Ambiciono ponderar a respeito dos proeminentes embates sociais marcados por assimilações e resistências de uma sociedade nacional regida por práticas e costumes discriminatórios. Aglutinados e impostos por um desequilíbrio econômico e por uma omissão da classe política; estabelece-se um abismo social de classes e, por conseguinte de indivíduos. Daí silencia-se a voz de cidadania igualitária que clama pela extinção das mazelas vigentes no país através da educação.
Suscitar os desejos e conquistas inerentes à mudança do quadro de marasmo sócio-educacional instaurado no momento atual do Brasil, este e o meu interesse como profissional da educação que sou. Quem sabe se ¨ esperancear ¨, conforme crer o educador Paulo Freire através de sua obra seja, o melhor caminho a ser traçado na retomada de um crescimento verdadeiramente sustentável (e não de uma burguesia bancária) e que garanta de mesmo modo uma melhoria concreta nas condições de vida das pessoas.
A princípio nota-se que o Brasil, em seu período histórico contemporâneo, está enfartado na ¨ ascensão ¨ de programas governamentais de caráter meramente assistencialistas e neo-populistas tal como é o ¨ Bolsa Família ¨ que como cidadão já afirmo:¨ Não é a solução para uma crise radicada num país de dividas contraídas junto aos mais necessitados fincadas em raízes históricas ¨. É evidente que como paleativo, o projeto do Bolsa Família e tantos outros que aí permanecem, fazem-se necessários, não nego e nem poderia. Contudo, onde estão os projetos políticos que depositam na educação os atributos de fonte principal na melhoria da renda do trabalhador proletário e assim, do PIB (Produto Interno Bruto) do país? e os programas de auxílio ao profissional no ensino de técnicas que os tornem capacitados às exigências de um mercado profissional tão exigente e competitivo? Só o SENAI abrange todo esse espaço de ensino profissionalizante num país de dimensões continentais e de necessidades planetárias? e por fim, a pergunta dos ¨ mais utópicos ¨ como eu, como brasileiro:¨ Em que gabinetes se escondem os impostores de gravata fantasiados nas bandeiras de luta na defesa do desenvolvimento sustentável e pela garantia da efetiva aplicação dos direitos humanos?.A resposta? a resposta é dolorosa, inquietante. Surge de um silêncio ensurdecedor, do coro de alguns jornalistas que noticiam com resignação o fato de ser dia de ¨ ponto facultativo ¨ nas esferas do poder federal.

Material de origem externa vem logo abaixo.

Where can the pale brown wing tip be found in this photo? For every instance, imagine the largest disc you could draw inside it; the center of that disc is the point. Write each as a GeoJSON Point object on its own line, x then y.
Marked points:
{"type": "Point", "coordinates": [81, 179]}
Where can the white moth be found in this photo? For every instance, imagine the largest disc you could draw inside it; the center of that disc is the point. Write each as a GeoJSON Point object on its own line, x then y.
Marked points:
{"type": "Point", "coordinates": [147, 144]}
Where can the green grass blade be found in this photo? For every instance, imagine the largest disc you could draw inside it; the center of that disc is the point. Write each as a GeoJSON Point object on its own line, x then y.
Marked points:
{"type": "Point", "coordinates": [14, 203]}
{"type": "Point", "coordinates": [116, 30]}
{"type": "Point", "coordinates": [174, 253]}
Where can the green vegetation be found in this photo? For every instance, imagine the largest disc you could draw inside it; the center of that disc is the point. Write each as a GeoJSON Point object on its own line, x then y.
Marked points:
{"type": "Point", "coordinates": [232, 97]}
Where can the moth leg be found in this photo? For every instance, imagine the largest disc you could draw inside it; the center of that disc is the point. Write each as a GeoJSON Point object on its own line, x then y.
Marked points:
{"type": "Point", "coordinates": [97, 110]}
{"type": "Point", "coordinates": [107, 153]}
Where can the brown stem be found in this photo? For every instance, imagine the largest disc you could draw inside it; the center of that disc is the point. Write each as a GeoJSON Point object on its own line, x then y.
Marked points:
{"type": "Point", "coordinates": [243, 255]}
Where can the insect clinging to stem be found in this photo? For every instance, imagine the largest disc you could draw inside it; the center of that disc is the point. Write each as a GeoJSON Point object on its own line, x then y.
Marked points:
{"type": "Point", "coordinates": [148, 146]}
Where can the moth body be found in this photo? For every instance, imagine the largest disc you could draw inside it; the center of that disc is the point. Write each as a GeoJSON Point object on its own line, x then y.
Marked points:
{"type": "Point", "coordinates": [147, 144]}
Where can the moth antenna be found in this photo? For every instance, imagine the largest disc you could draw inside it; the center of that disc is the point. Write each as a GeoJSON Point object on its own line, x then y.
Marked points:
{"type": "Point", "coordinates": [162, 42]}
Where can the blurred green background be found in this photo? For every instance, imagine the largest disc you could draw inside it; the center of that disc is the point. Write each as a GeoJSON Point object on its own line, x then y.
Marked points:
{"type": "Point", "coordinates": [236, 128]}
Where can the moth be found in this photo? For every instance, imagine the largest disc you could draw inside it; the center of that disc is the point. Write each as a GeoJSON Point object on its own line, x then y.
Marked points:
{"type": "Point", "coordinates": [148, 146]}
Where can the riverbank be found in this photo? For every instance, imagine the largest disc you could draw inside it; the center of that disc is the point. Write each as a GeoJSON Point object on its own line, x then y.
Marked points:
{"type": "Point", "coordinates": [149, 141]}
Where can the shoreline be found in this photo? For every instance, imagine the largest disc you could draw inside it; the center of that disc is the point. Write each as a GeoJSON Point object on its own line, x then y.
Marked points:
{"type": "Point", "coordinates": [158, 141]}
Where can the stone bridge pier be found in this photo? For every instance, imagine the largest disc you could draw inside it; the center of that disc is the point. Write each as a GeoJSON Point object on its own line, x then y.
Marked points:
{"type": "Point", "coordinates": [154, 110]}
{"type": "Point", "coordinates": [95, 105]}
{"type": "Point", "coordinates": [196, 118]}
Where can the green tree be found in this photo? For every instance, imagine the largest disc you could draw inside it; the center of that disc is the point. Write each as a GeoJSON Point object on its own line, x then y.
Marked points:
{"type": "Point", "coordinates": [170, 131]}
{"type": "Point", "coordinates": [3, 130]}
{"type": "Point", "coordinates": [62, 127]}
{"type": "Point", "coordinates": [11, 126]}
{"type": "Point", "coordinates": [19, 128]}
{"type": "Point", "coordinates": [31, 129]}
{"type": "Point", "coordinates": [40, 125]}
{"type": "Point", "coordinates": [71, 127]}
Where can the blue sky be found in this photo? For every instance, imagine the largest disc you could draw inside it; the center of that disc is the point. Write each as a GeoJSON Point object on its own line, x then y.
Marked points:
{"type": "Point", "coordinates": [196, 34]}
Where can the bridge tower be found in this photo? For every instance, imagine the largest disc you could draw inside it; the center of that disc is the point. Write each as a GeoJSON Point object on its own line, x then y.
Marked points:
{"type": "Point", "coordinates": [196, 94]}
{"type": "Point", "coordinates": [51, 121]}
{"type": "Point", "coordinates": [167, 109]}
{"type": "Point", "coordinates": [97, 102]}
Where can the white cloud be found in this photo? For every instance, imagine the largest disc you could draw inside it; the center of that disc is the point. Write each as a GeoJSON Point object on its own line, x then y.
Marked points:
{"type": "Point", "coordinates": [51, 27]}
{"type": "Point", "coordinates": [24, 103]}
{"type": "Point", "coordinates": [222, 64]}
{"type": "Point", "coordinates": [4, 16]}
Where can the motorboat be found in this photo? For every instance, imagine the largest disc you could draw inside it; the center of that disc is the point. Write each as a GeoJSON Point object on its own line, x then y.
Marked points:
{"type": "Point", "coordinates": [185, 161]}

Dia de congressos esvaziados. Dia de Brasil que, nos alude a lembrança da canção de Caetano Veloso que levantou voz contra a falta de rumos saudáveis a democratização do país no decorrer do Regime ditatorial em: ¨ Caminhando contra o vento, sem lenço e sem documento ¨, parece-me estarmos enquanto nação, num processo de cegueira retrocessual, eis um país que continua ,de modo intolerante, a pregar a mobilidade econômica através da exploração do trabalho sob o comando da escravização do proletariado e não pela educação.

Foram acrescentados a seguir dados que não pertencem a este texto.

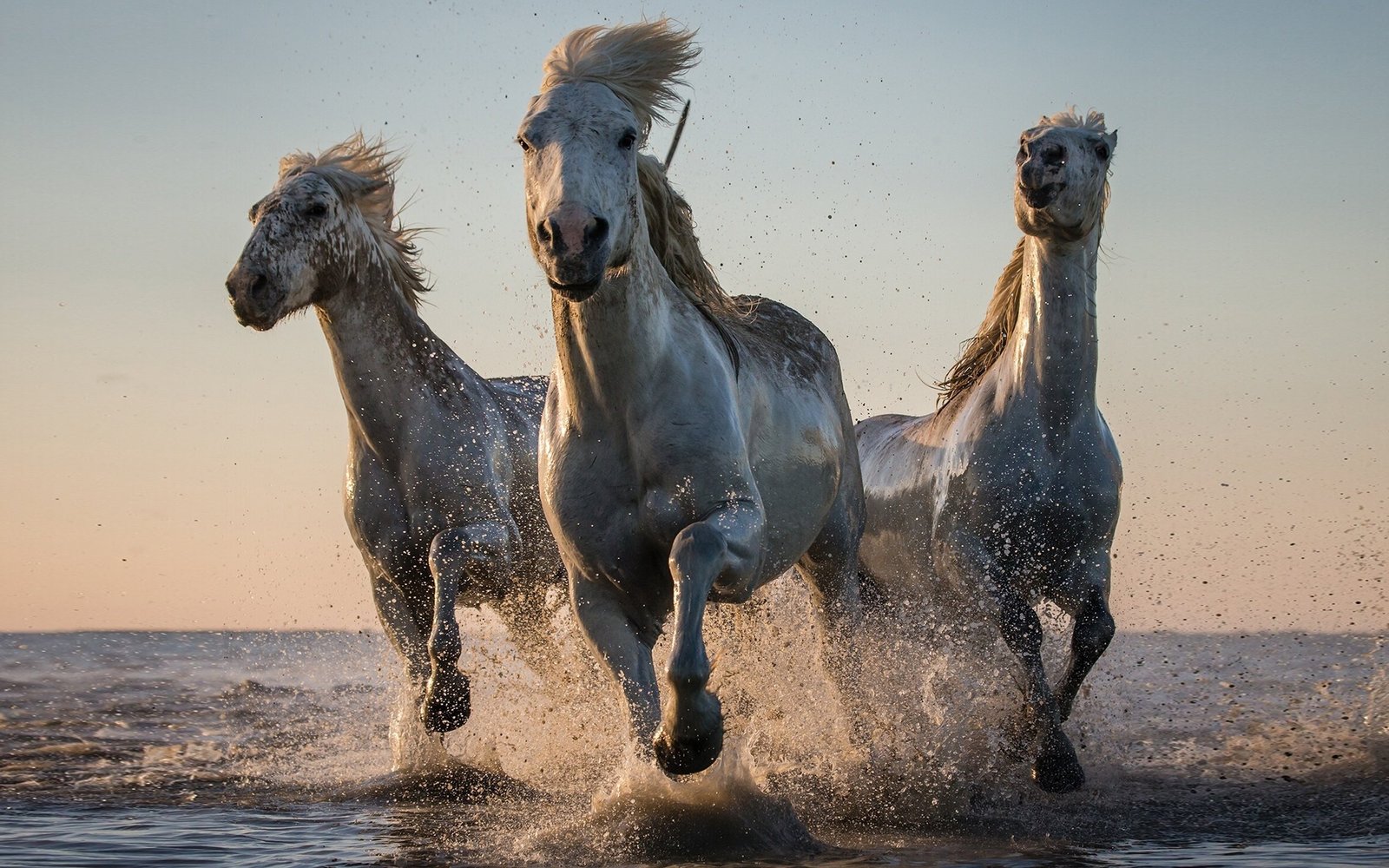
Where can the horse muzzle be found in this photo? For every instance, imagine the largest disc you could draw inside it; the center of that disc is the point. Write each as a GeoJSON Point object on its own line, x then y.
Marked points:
{"type": "Point", "coordinates": [574, 247]}
{"type": "Point", "coordinates": [254, 299]}
{"type": "Point", "coordinates": [1042, 196]}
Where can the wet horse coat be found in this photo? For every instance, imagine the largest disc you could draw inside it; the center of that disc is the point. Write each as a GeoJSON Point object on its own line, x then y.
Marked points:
{"type": "Point", "coordinates": [441, 492]}
{"type": "Point", "coordinates": [694, 446]}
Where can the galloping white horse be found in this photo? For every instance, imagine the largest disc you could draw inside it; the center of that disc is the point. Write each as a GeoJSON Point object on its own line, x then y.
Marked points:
{"type": "Point", "coordinates": [441, 493]}
{"type": "Point", "coordinates": [1011, 490]}
{"type": "Point", "coordinates": [694, 446]}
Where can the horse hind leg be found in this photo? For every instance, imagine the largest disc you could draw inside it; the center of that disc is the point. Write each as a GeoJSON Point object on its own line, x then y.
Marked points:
{"type": "Point", "coordinates": [625, 649]}
{"type": "Point", "coordinates": [474, 552]}
{"type": "Point", "coordinates": [1092, 634]}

Não posso, não devo e não me omitirei de que tenho em minha condição profissional de futuro educador as propostas, os propósitos e as vozes que ecoam em meu ideário político e educacional. Ao sociólogo Darcy Ribeiro, o saúdo pela sua retórica em prol de um desenvolvimento social através dos arquétipos da educação. Ao mestre Paulo Reglus Neves Freire, ou simplesmente Paulo Freire, este que fez de seu nome uma biografia singular na luta pela democratização e de justiça social do país pelo viés da educação; agradeço-lhe icomensurávelmente, pois é da luta de conscientização e politização da qual a educação surgiria como prática da liberdade que me sustento.

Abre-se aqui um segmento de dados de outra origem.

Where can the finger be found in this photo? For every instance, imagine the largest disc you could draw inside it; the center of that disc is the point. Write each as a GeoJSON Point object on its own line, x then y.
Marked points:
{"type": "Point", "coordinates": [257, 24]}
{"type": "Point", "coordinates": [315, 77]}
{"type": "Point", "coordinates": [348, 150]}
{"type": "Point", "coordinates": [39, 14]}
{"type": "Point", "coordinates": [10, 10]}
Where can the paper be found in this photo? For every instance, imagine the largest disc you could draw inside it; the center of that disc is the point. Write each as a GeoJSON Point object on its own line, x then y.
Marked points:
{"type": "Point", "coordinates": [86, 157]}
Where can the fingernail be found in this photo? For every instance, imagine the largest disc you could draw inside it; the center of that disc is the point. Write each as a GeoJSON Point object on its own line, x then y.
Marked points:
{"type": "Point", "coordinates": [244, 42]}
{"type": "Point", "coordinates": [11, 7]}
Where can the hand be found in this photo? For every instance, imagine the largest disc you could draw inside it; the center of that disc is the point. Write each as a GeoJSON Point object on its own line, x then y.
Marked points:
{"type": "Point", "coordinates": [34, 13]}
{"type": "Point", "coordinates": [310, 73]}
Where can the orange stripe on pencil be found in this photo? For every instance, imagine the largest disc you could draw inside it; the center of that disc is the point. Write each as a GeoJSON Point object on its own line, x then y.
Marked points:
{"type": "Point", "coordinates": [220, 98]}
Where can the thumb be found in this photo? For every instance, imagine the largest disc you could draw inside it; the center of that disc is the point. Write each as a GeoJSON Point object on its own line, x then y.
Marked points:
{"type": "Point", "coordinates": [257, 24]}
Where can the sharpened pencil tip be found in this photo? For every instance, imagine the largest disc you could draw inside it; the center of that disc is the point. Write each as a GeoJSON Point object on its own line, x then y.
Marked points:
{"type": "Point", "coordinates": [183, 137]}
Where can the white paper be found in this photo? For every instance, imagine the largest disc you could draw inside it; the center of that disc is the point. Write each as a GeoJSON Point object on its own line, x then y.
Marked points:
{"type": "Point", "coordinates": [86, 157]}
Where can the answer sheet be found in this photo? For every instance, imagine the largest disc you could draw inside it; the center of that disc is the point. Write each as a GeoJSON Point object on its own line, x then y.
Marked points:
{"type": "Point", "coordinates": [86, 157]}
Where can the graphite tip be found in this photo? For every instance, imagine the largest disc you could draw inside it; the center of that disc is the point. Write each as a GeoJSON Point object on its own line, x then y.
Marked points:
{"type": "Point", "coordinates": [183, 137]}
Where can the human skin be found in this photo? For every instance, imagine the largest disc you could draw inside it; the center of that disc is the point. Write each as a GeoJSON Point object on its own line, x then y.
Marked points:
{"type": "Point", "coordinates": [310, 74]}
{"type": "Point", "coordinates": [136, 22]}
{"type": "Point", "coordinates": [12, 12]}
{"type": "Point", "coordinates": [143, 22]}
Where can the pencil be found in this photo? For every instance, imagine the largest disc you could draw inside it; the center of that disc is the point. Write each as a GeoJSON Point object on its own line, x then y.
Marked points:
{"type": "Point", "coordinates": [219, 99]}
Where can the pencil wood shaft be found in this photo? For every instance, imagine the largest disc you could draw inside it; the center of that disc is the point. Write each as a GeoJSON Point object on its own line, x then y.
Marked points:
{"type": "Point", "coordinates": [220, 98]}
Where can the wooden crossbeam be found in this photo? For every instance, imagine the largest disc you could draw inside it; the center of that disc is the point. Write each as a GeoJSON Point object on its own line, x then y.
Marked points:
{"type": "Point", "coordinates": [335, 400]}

No exato momento de crise de rumos no país, observo que não precisamos enquanto povo de uma política de contenção. Comparemo-nos como pátria a um botijão de gás que deveria na contemporaneidade armazenar como combustível o ensinamento profético de ¨ ensinar a pescar ¨ e não, sermos corrompidos à miséria e à criminalidade advindas do vedamento político submetido aos interesses escusos de enriquecimento ilícito para os mais ricos.Temos enquanto povo, classe majoritária de um Estado democrático de direito, o direito e o dever de não permitir que ¨ cozinhem ¨ os nossos sonhos, as nossas perspectivas de um amanhã melhor. Batalhar é preciso para que não nos dilacerem também as nossas aspirações, os nossos critérios morais e éticos de sociedade. Resta-nos somente aplicar os conceitos de Paulo Freire que nos profere em poucas palavras o que políticos pronunciam e não cumprem em muitas destas; logo o educador reitera que se a educação sozinha não transforma a sociedade, sem ela, tampouco, a sociedade muda.

Um comentário:

Luiza Falcão disse...

concordo contigo em diversos pontos, apesar de discordar de questões como o SENAI ser o único e etc.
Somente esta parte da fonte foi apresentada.